Gameology 16 - Case Study: Shovel Knight

Show Notes

Mathew and Attila discuss Shovel Knight, it's penalty for death, and whether instant-deaths make sense in a game where you have a health-bar. Games discussed in the show:

Shovel Knight

Extended Thoughts

Shovel Knight was a wonderful 8-bit romp through a colorful and imaginative world, but it brought with it classical game tropes like the "instant death spike" and Bottomless Pits on either side of a narrow platform with an enemy waiting to stun-lock-knock me back into them.

Thankfully, one of the earlier items you get in the game, the Phase Locket, makes you invulnerable to all damage, allowing you to walk harmlessly over spikes, and prevent you from said knock-back-dealing enemies. Of course, there were plenty of times were you needed a different item equipped and died to these hazards all the same. If I could have permanently assigned the Phase Locket to another button on my controller, I would have done so. Seeing as how you can pause the game at any time and switch your equipped item, it's not even like the developers wanted to prevent this quick switch use of relics.

Anyway, it got me thinking about the "art of the instant kill" and where best to apply it in games. An instant death hazard shouldn't be slapped into a game without thought, nor should you exclude the possibility from your game without consideration.

The way the check-points are laid out in Shovel Knight means the instant-kills are used rather strictly for increasing difficulty.

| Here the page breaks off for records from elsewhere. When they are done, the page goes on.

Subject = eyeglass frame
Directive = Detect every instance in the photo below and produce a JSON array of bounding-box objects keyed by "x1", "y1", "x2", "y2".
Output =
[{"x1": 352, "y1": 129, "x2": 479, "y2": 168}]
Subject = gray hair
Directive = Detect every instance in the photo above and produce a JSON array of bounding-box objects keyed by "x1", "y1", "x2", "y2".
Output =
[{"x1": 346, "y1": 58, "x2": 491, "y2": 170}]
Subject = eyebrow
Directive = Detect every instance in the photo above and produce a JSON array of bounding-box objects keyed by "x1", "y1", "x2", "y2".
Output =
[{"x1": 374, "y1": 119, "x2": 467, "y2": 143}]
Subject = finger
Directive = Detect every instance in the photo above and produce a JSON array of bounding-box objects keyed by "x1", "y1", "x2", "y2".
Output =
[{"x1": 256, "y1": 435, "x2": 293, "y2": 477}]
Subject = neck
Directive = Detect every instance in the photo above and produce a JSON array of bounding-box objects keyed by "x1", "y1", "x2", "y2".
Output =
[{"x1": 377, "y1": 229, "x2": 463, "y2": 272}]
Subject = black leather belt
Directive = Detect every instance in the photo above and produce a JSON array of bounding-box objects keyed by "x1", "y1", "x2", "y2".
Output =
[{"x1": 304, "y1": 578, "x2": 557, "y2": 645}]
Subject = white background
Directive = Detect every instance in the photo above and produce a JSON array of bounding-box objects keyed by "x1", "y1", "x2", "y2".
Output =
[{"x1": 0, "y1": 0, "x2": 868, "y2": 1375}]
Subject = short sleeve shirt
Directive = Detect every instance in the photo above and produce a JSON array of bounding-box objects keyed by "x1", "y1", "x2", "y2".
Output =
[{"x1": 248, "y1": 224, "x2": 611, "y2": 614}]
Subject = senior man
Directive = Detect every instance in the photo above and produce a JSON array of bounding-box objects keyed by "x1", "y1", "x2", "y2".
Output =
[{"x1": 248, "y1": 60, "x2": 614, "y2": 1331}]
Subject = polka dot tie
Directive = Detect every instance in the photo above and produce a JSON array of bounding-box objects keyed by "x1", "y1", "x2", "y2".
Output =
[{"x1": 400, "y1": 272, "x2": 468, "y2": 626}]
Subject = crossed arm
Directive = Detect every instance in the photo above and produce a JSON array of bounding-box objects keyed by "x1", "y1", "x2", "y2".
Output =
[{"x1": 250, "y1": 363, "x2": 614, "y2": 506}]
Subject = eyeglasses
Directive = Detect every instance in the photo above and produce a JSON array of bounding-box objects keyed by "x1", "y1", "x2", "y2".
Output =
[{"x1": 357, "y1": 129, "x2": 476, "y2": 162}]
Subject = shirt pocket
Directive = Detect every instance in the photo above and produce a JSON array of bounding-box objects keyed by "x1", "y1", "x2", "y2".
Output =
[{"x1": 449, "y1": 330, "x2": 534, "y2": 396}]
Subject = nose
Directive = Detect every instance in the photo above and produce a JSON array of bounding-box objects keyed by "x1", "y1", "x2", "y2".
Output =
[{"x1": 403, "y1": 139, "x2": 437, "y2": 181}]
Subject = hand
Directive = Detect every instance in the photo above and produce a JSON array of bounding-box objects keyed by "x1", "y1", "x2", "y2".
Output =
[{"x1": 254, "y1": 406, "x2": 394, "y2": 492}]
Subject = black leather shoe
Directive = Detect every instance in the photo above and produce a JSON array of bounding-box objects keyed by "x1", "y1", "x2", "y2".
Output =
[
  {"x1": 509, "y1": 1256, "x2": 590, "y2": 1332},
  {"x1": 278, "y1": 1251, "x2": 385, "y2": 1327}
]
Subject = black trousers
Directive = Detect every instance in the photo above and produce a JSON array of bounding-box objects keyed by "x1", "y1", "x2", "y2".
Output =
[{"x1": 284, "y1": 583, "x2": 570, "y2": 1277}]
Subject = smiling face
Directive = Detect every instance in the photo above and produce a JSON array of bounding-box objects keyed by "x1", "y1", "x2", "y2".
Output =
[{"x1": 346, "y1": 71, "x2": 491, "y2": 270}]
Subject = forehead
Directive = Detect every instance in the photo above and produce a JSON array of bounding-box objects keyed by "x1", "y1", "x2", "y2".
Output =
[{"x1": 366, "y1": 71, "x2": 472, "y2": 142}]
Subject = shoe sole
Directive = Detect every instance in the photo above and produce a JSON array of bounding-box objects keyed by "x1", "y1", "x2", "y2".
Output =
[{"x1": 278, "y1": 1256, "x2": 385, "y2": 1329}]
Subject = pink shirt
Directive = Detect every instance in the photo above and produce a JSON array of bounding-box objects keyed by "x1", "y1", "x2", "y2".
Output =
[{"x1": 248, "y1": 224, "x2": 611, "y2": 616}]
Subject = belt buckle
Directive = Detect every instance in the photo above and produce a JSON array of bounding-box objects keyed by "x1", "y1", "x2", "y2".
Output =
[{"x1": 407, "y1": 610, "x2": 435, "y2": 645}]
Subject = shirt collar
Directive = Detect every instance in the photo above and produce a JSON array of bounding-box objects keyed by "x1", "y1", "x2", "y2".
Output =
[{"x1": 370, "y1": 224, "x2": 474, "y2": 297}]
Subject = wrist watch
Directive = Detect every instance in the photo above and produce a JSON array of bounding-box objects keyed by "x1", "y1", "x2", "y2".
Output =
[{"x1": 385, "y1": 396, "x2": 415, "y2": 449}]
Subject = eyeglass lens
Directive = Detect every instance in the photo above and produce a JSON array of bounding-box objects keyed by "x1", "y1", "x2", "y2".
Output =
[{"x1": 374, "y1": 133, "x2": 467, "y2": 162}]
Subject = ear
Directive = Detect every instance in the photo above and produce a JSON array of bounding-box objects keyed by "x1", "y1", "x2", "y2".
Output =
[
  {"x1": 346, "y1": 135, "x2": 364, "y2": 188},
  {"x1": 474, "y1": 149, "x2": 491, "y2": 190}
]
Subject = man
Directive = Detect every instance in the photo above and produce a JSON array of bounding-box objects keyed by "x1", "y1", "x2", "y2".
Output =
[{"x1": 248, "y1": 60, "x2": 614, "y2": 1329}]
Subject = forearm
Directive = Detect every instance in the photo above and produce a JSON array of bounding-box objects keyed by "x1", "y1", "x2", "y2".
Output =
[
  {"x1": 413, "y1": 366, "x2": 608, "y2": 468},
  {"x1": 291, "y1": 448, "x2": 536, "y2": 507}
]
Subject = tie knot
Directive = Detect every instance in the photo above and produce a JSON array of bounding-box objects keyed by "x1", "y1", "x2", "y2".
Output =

In the case of Shovel Knight, the Instant-Death sticks out like a sore thumb because you have a health bar. If it's the Enchantress casting deadly magic on you or getting stomped by a Yeti mini-boss, nothing else kills you in one hit except for these spikes and pits. They are an exception to the otherwise consistent rule that against everything else, you can have another chance. If you're going to break a consistent rule, it has to be for a very good reason, ideally one which actually benefits your players. Think about a game with a big open world with a huge gorge the player is tasked with jumping over. The game may well have the bottom of the gorge detailed and used, but if the player lands here and survives the fall, then they are faced with a huge hurdle of climbing back out of the gorge before attempting to jump it again. It is far preferable to the player to be plunged into darkness and respawn at the edge. Think of it as a mercy killing, as a way to set the player back to a safe point to try the challenge over again without the tedium of resetting themselves.

Now, the more classical approach to instant death is the removal of a life bar, then, it is simply consistent for everything to kill the player in one hit. One-hit death games are famous for being unforgiving, and that's exactly what they are. When you give players multiple hit points, you are effectively dictating how many mistakes they are allowed to make before they need to tackle the whole challenge all over again. Since you are demanding perfection, you must keep in mind how many obstacles you place between the player and the next check point, and the challenge level of those obstacles.

Dark Souls made famous the idea of loosing important currency when you die, and Shovel Knight has a very similar mechanic. However, the key difference between the games is that in Dark Souls, it is the player that chooses to press on. The player has the choice of how much they want to press their luck, how far they are willing to travel before they retreat back to the safety of a Bonfire so they can spend their Souls. In Shovel Knight, you have no such choice. If you hit a difficult point in a level, you have no choice but to risk loosing all your hard earned currency time and again until you finally make it through all the way until the end of a level.

All of this simply underscores something which I come across very often when designing my own games; just because a mechanic is interesting in another game, doesn't mean you can insert it into your own game without thinking through all the design implications. The whole reason the Souls mechanic was interesting in Dark Souls was because of the risk-reward mechanic that it created; permeating the experience with tension as you try to survive long enough to spend your precious Souls. This is lost in Shovel Knight, replaced only with a sense of unfairness at an incredibly steep penalty for what often is an instant-death.